1. Field of the Invention
This Invention relates to the field of Gas Turbine Engines, and, generally to airfoils and, more particularly, to ceramic turbine airfoils with a metal internal support structure.
2. Description of the Related Art including information disclosed under 37 CFR 1.97 and 1.98
Gas Turbine Engines include a turbine with a plurality of rows of rotating blades and stationary vanes, or airfoils. Airfoils are generally made hollow, with air cooling passages therein to provide cooling for the airfoil. The external surfaces of the airfoil are subjected to high temperatures from the flowing gas. Cooling a turbine airfoil prolongs the turbine airfoil useful life and improves turbine airfoil performance.
A hollow airfoil may have a metal insert secured within the airfoil by a resin matrix, possibly including a fibrous material embedded within the matrix. One problem with the prior art is that the metal material of the insert does not bond well to the resin matrix. With a weak bond, the insert can slide out of the hollow airfoil under light loads.
FIG. 1 show a helicopter blade 20 secured to a rotor of a driving engine. The rotor includes a blade mounting portion 10 having an annular recess 12 formed completely around the shaft of the blade mounting portion. The blade includes fingers 22 extending inward and toward the annular recess of the mounting portion 10. Each finger 22 includes a hoop fiber arrangement 30 extending in an annular arrangement around the fingers 22. The hoop fibers 30 form a bump portion extending inward from the fingers 22 and align with the annular recess 12 formed in the blade-mounting portion 10. The hoop fibers 30 are formed within a resin matrix, forming a fibrous composite material. Because of the strength of the fibers within the matrix, the blade is securely attached to the rotor mount even under the extremely high centrifugal forces developed during high-speed rotation of the blades about the rotor. In order for the blade to slip out of the blade mount, the fibers would have to break.
FIG. 2 shows an airfoil known in the prior art and shown in U.S. Pat. No. 4,249,291. A plurality of holes 24 are drilled in an oversized airfoil core blank 25 at spaced locations corresponding to the desired locations of cooling tubes in the airfoil. The cooling tubes are separately fabricated as preassembled composite tube inner member 27 within an outer member 26 and are inserted into the holes 24 formed in the airfoil blank 25. The so-inserted composite tubes 27 are then HIP diffusion bonded or brazed in place.

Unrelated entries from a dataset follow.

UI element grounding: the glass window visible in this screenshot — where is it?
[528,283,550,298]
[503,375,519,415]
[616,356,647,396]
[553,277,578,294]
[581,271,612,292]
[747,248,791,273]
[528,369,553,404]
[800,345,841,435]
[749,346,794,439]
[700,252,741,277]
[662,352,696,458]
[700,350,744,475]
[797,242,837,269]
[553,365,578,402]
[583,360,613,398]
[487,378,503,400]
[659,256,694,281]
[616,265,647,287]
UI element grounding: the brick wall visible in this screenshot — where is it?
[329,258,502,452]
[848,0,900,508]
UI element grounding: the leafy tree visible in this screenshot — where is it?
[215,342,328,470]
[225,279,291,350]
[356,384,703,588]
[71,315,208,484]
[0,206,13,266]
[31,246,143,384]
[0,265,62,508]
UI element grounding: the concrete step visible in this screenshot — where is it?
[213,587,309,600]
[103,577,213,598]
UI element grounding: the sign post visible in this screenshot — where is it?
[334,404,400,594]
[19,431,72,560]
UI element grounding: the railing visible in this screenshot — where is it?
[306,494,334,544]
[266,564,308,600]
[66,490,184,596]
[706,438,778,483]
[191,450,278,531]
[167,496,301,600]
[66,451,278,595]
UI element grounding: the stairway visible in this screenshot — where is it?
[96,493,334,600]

U.S. Pat. No. 4,563,128 issued to Rossmann on Jan. 7, 1986 shows a Ceramic turbine Blade Having A Metal Support Core in which a hollow ceramic blade member is supported between flanges on a metal core, or by a core head attached at an end of a metal rod passing though a hollow portion of the ceramic blade.
U.S. Pat. No. 4,790,721 issued to Morris et al on Dec. 13, 1988 shows a Blade Assembly in which a ceramic blade jacket is supported on a metallic core between a lower flange extending from a root of the blade and a top flange formed on the metallic core.

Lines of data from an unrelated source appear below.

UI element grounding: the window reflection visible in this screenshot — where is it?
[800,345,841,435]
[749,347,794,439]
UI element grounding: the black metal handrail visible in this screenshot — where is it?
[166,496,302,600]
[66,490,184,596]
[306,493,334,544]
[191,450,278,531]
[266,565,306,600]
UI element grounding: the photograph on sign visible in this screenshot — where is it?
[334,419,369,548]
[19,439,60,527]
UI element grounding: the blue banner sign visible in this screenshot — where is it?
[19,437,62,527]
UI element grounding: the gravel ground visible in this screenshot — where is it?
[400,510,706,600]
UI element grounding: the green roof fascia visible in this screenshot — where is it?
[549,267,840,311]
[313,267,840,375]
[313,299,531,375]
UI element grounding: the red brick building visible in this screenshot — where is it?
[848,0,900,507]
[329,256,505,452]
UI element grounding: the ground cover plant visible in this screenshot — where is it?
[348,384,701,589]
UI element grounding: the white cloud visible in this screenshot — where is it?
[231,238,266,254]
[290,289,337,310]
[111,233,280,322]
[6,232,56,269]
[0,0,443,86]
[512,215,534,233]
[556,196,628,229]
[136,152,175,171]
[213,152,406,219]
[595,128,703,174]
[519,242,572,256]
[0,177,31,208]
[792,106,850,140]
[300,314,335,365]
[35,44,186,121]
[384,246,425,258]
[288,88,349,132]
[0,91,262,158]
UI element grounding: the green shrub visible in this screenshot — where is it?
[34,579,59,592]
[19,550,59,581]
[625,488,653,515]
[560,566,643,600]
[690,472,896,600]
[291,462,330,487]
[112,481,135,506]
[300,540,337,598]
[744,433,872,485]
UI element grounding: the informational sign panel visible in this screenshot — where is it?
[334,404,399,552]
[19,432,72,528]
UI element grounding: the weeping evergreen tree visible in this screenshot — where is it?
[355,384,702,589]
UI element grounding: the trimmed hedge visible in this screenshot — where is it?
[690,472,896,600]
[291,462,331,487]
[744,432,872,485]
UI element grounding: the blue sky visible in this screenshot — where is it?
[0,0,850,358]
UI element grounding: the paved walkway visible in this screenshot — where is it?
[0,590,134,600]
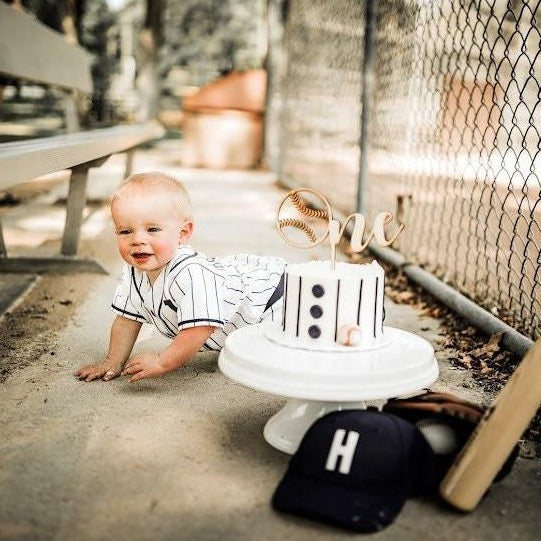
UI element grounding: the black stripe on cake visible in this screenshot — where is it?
[357,278,363,325]
[334,280,340,342]
[374,276,379,338]
[295,276,302,336]
[282,273,289,331]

U.S. Pat. No. 4,314,794 issued to Holden, deceased et al on Feb. 9, 1982 shows a plurality of hollow ceramic washers in the shape of a blade supported on a metal core, a bolt securing the metal core to a ceramic root portion of the blade.
U.S. Pat. No. 4,285,634 issued to Rossmann et al on Aug. 25, 1981 shows a gas turbine blade constituted of a supportive metallic blade core and a thin-walled ceramic blade airfoil, in which the airfoil is supported against a tip plate of the blade core. The blade core consists of rod or wire-shaped pins which have widened bases at their radially inner ends. Through these widened bases, the pins are retained in a metallic adapter slidably into a turbine disc.
U.S. Pat. No. 2,479,057 issued to Bodger on Aug. 16, 1949 shows a ceramic blade secured to a metallic post by a shroud segment welded to the metallic post, the shroud segment forming a flange to hold the ceramic blade onto the metallic post.
U.S. Pat. No. 6,514,046 issued to Morrison et al on Feb. 4, 2003 shows a vane assembly for a turbine assembly includes an inner end cap, an outer end cap, and a body. The body includes a metallic core assembly, a ceramic shell assembly and a support assembly. The metallic core assembly is coupled to the inner and outer end caps and bears most of the mechanical loads, including aerodynamic loads. The ceramic shell bears substantially all of the thermal stress placed on the vane assembly. The support assembly is disposed between the metallic core assembly and said ceramic shell assembly and is coupled to the metallic core assembly.
The above cited prior art references do not have strong bond between a metallic insert and a blade or vane body made of a ceramic material that can withstand modern high stresses in the airfoil that tend to separate the metallic material from the ceramic material.
It is therefore an object of the present invention to provide a high strength bond between a metallic insert and an outer ceramic airfoil member, the airfoil being a blade or vane used in a gas turbine engine.